Doch Shota war sich verdammt sicher. „Er hätte es nicht einfach so gesagt", meinte er. Tatsächlich hatten ihn diese Worte zuerst hart getroffen, doch nun, wo er mehr darüber nachdachte, fühlte er sich dadurch jedoch etwas befreit. Er war nicht an diesen Menschen gebunden, den er seit er denken konnte, als Vater bezeichnet hatte, der sich allerdings nie so benommen hatte. „Außerdem ist jetzt endlich klar, wieso meine Macke so komplett anders ist, als die von meinen Eltern." Etwas, was ihn auch sehr lange gequält hatte. Vielleicht waren seine leiblichen Eltern ja mehr wie er und noch irgendwo da draußen. Dieser Gedanke ließ ihn sogar ganz leicht lächeln.
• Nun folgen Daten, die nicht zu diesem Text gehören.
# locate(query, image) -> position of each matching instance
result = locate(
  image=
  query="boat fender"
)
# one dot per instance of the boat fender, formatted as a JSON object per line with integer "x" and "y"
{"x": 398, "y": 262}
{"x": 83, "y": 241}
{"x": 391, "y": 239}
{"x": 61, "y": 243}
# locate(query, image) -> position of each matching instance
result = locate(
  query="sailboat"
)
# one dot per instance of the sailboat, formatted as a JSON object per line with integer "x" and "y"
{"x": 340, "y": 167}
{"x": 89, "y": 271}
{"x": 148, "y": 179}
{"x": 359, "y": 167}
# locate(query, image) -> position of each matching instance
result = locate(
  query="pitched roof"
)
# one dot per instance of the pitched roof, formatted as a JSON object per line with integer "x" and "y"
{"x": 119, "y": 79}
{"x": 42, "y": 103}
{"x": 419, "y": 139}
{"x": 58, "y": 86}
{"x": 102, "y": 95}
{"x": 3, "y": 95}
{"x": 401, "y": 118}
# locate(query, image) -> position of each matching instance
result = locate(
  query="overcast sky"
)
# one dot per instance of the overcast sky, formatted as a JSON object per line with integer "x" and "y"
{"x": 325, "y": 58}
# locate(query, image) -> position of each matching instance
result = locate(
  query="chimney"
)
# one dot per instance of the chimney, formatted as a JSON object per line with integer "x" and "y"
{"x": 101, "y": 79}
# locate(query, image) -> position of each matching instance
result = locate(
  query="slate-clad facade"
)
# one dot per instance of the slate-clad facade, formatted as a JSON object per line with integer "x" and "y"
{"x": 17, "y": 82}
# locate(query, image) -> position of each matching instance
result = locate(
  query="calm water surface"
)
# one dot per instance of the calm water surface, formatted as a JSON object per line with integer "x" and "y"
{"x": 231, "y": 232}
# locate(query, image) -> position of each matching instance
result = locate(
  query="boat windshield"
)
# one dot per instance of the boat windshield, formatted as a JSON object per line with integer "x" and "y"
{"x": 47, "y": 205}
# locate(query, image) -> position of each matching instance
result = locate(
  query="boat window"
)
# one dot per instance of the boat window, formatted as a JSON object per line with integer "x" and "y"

Erleichtert darüber, fiel Hizashi ihm um den Hals. „Buddy, ich dachte schon, dass dich das noch weiter runterziehen könnte, aber du hast Recht: Es entfernt dich wahnsinnig weit von diesem Monster. Du bist nicht wie er und wirst es nie sein", versicherte er ihm. Yamada war froh, dass sein Freund sich nicht weiter nach unten ziehen ließ, sondern auch etwas Gutes an der Sache entdecken konnte.

Langsam erhob sich Yagi vom Bett, und begann damit den Verbandskasten wieder zusammen zu packen. „Wenn es dir besser geht, solltest du dich umziehen und in den Gemeinschaftsraum kommen. Die anderen haben etwas zu Essen besorgt und hatten gehofft, dich irgendwie aufmuntern zu können", erklärte Toshinori. Deswegen waren sie eigentlich ursprünglich hierhergekommen. Dass es in so einer Katastrophe enden würde, hätte er ja nicht annehmen können. „Aber bevor wir da rausgehen, versprichst du uns, dass du so etwas nicht noch einmal machst. Ich werde erst einmal niemanden etwas weitererzählen, aber nur, wenn du es nicht noch einmal tust. Wenn dich irgendetwas bedrückt und du das Verlangen danach hast, dir etwas anzutun, dann komm bitte sofort zu mir. Bitte, bitte hör auf, dir selbst wehzutun!", bat Yagi inständig. Während er das sagte, ging er vor dem Jungen auf die Knie und legte eine Hand auf seine Schulter. „Du kannst immer zu mir kommen, egal womit und egal wann", versicherte er ihm.

Überrascht über die Fürsorge des Erwachsenen, musterte Shota die blauen Augen seines Gegenüber. Obwohl All Might nur mehr ein Schatten seiner selbst zu sein schien, hatte er nichts von seinem alten Glanz verloren und strahlte nach wie vor Schutz und Geborgenheit aus. Etwas, was sich Aizawa im Moment durchaus wünschte. „Ich versprechs", antworte er daher und versuchte sich an einem leichten Lächeln.

„Yo, diesmal wirklich, Buddy", fügte Hizashi an und half Shota hoch und holte dann ein T-Shirt für ihn aus dem Schrank. „Wir halten für immer zusammen. Egal, was passiert. Vergiss das nicht." Vorsichtig knuffte er ihm in den Arm, half ihm aus dem Hemd, und zog ihm das neue T-Shirt über. „Wir sind ein Team!"

„Das sind wir", stimmte Shota zu und umarmte Hizashi, sobald er das Shirt anhatte und seine Arme frei waren. Glücklicherweise waren die Ärmel lang genug, um den Verband zu überdecken. Niemand sonst sollte davon erfahren, und er selbst wollte es auch nicht mehr sehen. Wollte nicht daran erinnert werden, was er getan hatte. Er schämte sich dafür, und wollte es nie wieder tun.